Le attese, squarci nel reale. Terra di mezzo fra instabilità emotiva e rabbia.
Segnali convenzionali: reinterpretazioni giustizialiste sul buon nome di un’intera città. Ad un sorso di birra dalla Storia v’é una capitale del mare oltraggiata.
Scalpiccìo, più che scalpiccio una vera e propria bufera fuori stagione. Quella che – con buona pace di chi implorava la nobile arte della bocche cucite – ha travolto il brusio, a metà strada fra febbre e impazienza, di un popolo che nutre il sogno proibito di levare gli ormeggi.
C’è stato un tempo quasi infinito – boutade dell’attesa – in cui l’Italia intera ha deciso di occuparsi del caso Salerno: il GrassadoniaGate. Una famiglia tradotta, nottetempo, in quel di Pescara: neanche si trattasse di collaboratori di giustizia, neanche fossero i Savoia nel settembre ’43. Fu così che una cittadina grossomodo tranquilla si tramutò, per l’immaginario collettivo, nella Srebrenica del ’95.

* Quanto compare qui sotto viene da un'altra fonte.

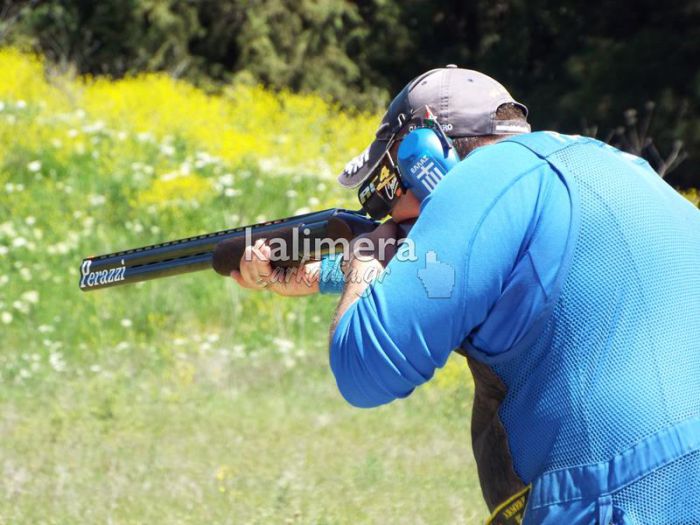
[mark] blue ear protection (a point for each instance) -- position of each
(424, 157)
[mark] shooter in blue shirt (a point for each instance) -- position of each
(569, 274)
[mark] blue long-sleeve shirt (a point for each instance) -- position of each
(487, 245)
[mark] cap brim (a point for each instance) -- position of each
(359, 168)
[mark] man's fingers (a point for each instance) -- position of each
(255, 266)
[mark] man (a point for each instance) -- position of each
(567, 271)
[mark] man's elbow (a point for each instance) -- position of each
(354, 381)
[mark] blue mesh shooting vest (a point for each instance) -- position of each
(603, 404)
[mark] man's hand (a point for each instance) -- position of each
(369, 255)
(258, 274)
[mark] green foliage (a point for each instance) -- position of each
(575, 68)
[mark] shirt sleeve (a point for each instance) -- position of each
(473, 233)
(331, 278)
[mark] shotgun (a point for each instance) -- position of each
(309, 236)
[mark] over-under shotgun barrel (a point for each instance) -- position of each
(223, 250)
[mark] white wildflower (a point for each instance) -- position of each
(21, 307)
(94, 127)
(32, 296)
(284, 345)
(56, 361)
(226, 179)
(96, 200)
(167, 150)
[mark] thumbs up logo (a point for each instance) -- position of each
(438, 278)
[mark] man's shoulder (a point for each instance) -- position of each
(499, 164)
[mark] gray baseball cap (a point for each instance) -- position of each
(464, 102)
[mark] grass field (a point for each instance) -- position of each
(187, 400)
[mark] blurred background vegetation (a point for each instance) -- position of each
(188, 400)
(579, 69)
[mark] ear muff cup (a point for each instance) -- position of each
(424, 157)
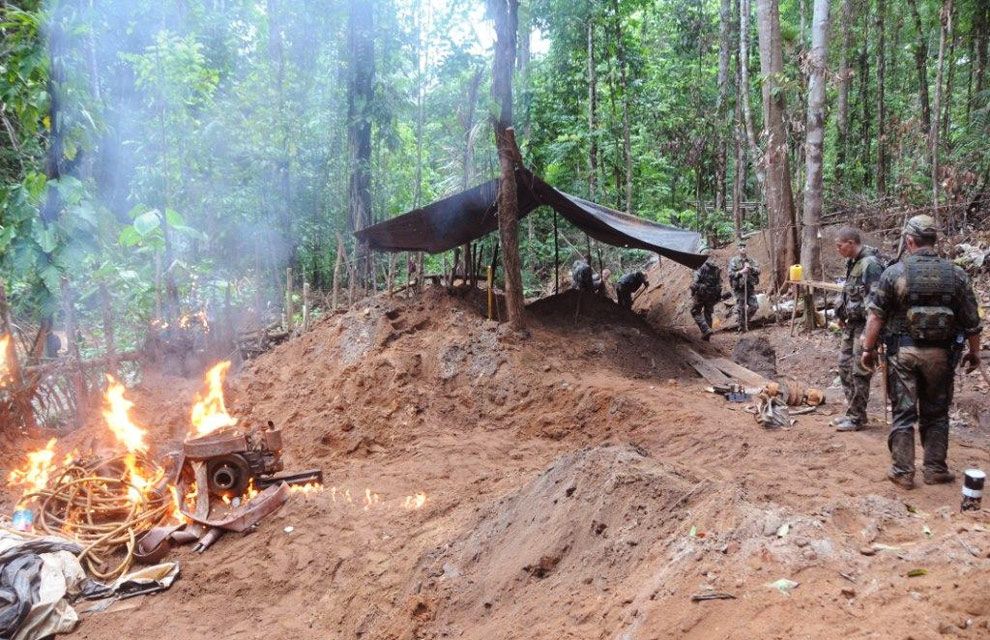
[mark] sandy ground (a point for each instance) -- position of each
(580, 483)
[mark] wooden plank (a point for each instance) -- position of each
(749, 378)
(704, 368)
(817, 284)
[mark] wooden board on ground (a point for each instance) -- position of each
(747, 377)
(705, 369)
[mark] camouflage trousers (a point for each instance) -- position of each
(741, 308)
(702, 311)
(855, 377)
(920, 383)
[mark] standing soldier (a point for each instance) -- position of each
(581, 275)
(628, 285)
(744, 275)
(928, 309)
(706, 292)
(863, 270)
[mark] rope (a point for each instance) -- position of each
(92, 504)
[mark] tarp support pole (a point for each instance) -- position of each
(556, 257)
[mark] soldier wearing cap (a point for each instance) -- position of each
(863, 270)
(744, 275)
(928, 309)
(706, 292)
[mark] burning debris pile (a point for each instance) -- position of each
(125, 506)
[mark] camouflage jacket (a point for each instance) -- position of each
(736, 265)
(862, 274)
(890, 298)
(707, 283)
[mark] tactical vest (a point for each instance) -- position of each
(930, 292)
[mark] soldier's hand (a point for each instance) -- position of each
(869, 359)
(971, 361)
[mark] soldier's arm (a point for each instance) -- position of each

Nel frattempo, uno sciame di editoriali, servizi su scala nazionale – dipinti a suon di titoloni e fronti corrucciate – per raccontare la deriva violenta e militarista del regime granata.
Salerno travolta dal male dei nostri giorni: la viralità. Ci si ritrova ad essere fulcro di ogni discussione, come se non esistesse più altro argomento. Chiaramente scaturita da una situazione odiosa e condannabile di cui, però, si è anche noi vittime: perché orfani di chiarezza e informazioni. Altro che mandanti. Ancor meno omertose cartoline di quel dannato Sud alimentato a stereotipi, come qualcuno ama far credere.
È il nostro assurdo neorealismo, è la sorte che ci concede l’ennesimo valzer nella polvere. Più si tende a dirottare altrove ogni attenzione, più i fanali ci inchiodano al muro.
Nel giorno più caldo, fra i sentieri di una sofferenza in predicato, siamo colpiti dall’ennesima assenza da metabolizzare.
Alla squadra, ora, il compito più impegnativo: isolarsi mentalmente e combattere come sa. Per chi c’è, per chi c’era, per chi ci sarà.